The infrared imagery of the Atmospheric Infrared Sounder (AIRS) instrument on NASA's Aqua satellite is used to identify the cloud temperatures in tropical cyclones, but it also showed a strengthening storm. It captured this image of Hamish on Mar. 5 at 3:53 Zulu Time (Mar. 4 at 10:53 p.m. EST). Animated infrared satellite imagery (such as from AIRS) and a Special Sensor Microwave/Imager (SSM/I) image from the Defense Meteorological Satellite show a rapidly consolidating system with significantly improving deep convective banding wrapping into a defined low-level circulation center.

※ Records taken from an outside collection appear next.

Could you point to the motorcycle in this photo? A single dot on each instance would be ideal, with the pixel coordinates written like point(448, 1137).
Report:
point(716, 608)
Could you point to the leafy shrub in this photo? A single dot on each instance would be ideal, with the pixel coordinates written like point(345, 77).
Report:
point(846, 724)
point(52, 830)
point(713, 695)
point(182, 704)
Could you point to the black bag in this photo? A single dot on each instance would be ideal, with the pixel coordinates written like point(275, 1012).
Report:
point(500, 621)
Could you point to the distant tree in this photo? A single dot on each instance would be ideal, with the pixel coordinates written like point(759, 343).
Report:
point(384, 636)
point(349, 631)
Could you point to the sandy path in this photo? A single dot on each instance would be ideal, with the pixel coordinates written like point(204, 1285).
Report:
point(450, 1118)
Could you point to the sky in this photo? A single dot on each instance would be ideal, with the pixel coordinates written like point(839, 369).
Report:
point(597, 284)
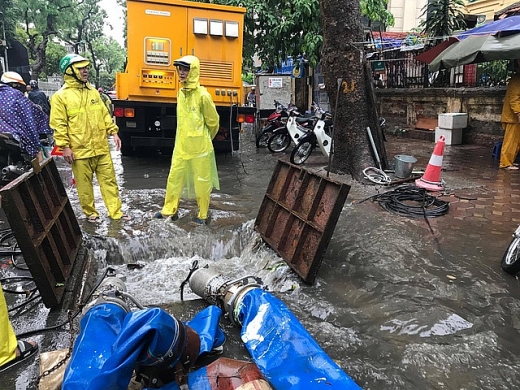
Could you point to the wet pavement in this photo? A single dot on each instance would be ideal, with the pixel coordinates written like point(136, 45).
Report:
point(398, 303)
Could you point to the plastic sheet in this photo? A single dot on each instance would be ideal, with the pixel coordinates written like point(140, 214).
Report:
point(284, 351)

In the storm's clouds, the lowest temperatures (in purple) are associated with high, cold cloud tops. Those temperatures are as cold as or colder than 220 degrees Kelvin or minus 63 degrees Fahrenheit (F). The blue areas are around 240 degrees Kelvin, or minus 27F.

The infrared image also shows a large temperature difference between the tops of the clouds in a tropical cyclone and the scorching hot land in east central Australia.

On March 5 at 12:00 Zulu Time (7 a.m. EST), Hamish has sustained winds near 30 knots (34 mph). At that time Hamish's center was located near 14.0 degrees south latitude and 146.9 degrees east longitude, about 205 nautical miles north-northeast of Cairns, Australia. Hamish is moving southwestward near 6 knots (7 mph).

According to the Joint Typhoon Warning Center, Hamish is in a favorable environment for intensifying. That means weak wind shear (winds that can tear a storm apart), and warm sea surface waters over 28 degrees Celsius (82 degrees F), which power storms.